Ösophagus - Stenosen

Ätiologie

benigne organisch: peptisch (langdauernder Reflux) kaustisch (Verätzung durch Lauge o. Säure) aktinisch (Bestrahlung) funktionell: Achalasie Ösophagospasmus maligne intrinsisch: Ösophaguskarzinom (Plattenepithel- o. Adeno-Ca) extrinsisch: Bronchuskarzinom Lymphangiosis Carcinomatosa des Mediastinums Sarkome

Pathogenese

Organische Stenosen sind durchwachsen von Narben- oder Karzinomgewebe, funktionelle Stenosen entstehen durch Degeneration oder Entzündung des intramuralen Nervenplexus (z.B. Achalasie), der versorgenden vegetativen Nervenfasern oder der glatten Muskulatur (z.B. Sarkoidose). Organische Stenosen sind fixiert, funtionelle Stenosen sind zeitweilig reversibel.

Symptomatik

Bei der Speiseröhreneinengung handelt es sich um eine  Verengung des Durchmessers der Speiseröhre mit der Folge, dass Mahlzeiten nicht mehr ohne weiteres in den Magen weiterfließen können. Erschwertes Schlucken gehört zu den typischen Symptomen der Ösophagusstenose.

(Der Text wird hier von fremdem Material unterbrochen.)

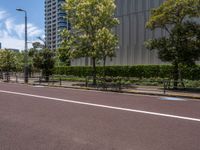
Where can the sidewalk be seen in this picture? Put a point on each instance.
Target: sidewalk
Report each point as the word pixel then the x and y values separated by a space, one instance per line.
pixel 145 90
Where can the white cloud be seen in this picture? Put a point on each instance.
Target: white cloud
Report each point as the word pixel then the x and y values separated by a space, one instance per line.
pixel 12 34
pixel 3 14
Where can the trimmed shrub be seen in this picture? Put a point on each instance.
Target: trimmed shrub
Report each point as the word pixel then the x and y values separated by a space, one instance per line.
pixel 138 71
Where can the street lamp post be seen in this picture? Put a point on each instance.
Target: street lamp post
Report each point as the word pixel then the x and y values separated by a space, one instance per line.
pixel 26 48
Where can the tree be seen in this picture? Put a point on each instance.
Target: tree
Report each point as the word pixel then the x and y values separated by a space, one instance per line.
pixel 182 44
pixel 89 20
pixel 44 60
pixel 105 45
pixel 7 61
pixel 63 52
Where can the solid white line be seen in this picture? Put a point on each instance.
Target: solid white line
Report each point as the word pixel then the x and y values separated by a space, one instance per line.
pixel 102 106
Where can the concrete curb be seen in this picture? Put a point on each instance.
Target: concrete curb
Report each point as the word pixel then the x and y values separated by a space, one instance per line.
pixel 168 94
pixel 132 92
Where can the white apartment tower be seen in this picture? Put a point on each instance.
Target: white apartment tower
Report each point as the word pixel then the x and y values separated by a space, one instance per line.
pixel 54 22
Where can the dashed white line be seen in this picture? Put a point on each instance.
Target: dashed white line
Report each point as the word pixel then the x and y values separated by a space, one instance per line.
pixel 103 106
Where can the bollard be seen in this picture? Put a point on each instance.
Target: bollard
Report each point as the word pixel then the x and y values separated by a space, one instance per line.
pixel 16 79
pixel 60 81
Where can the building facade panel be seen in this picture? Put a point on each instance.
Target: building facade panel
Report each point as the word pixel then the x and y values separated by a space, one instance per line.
pixel 133 15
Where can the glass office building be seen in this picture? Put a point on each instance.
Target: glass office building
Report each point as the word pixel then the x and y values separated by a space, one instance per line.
pixel 54 22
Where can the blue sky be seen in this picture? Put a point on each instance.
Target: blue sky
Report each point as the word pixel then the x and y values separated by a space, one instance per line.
pixel 12 22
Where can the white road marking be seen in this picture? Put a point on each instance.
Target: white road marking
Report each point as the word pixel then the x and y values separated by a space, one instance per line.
pixel 102 106
pixel 172 99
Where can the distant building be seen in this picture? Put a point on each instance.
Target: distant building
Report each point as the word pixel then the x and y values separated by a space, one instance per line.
pixel 54 22
pixel 12 49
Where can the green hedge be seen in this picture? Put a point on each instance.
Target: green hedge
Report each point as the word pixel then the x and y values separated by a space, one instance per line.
pixel 139 71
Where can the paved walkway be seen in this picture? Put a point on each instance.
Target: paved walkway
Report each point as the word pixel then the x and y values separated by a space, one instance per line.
pixel 146 90
pixel 41 118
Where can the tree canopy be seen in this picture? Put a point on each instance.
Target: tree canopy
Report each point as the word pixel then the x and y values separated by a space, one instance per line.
pixel 92 23
pixel 181 46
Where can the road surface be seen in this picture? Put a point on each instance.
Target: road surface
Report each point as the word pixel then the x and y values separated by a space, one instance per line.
pixel 43 118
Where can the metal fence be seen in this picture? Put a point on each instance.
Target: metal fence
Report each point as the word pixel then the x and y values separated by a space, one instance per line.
pixel 102 83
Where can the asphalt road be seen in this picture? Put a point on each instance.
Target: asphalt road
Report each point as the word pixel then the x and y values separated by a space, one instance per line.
pixel 42 118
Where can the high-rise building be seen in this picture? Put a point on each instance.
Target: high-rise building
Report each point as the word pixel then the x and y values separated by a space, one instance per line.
pixel 54 22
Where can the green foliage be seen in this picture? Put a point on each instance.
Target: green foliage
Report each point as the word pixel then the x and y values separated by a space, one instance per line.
pixel 44 60
pixel 10 61
pixel 138 71
pixel 92 33
pixel 181 46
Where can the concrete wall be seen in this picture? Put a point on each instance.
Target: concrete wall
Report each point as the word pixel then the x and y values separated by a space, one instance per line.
pixel 133 15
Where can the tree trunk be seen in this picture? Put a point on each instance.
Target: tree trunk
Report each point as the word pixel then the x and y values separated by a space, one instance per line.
pixel 94 70
pixel 104 67
pixel 176 75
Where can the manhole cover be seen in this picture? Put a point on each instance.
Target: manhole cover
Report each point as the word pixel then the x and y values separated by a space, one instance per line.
pixel 39 86
pixel 172 99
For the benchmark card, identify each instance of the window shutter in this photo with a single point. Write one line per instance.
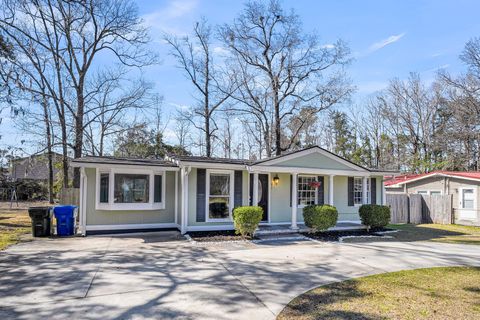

In fortgeschrittenen Fällen fließt die bereits für runtergeschluckt geglaubte Speise ungewollt wieder in den Mund- und Rachenraum zurück.

Symptome

Die Dysphagie - Schluckunfähigkeit - ist das Hauptsymptom.

DIAGNOSE

Die Diagnose wird mit einer Gastroskopie oder einem Kontrastmittelröntgen der Speiseröhre gestellt.

THERAPIE

Verengungen, die aufgrund eines Tumors entstehen, müssen operativ entfernt werden.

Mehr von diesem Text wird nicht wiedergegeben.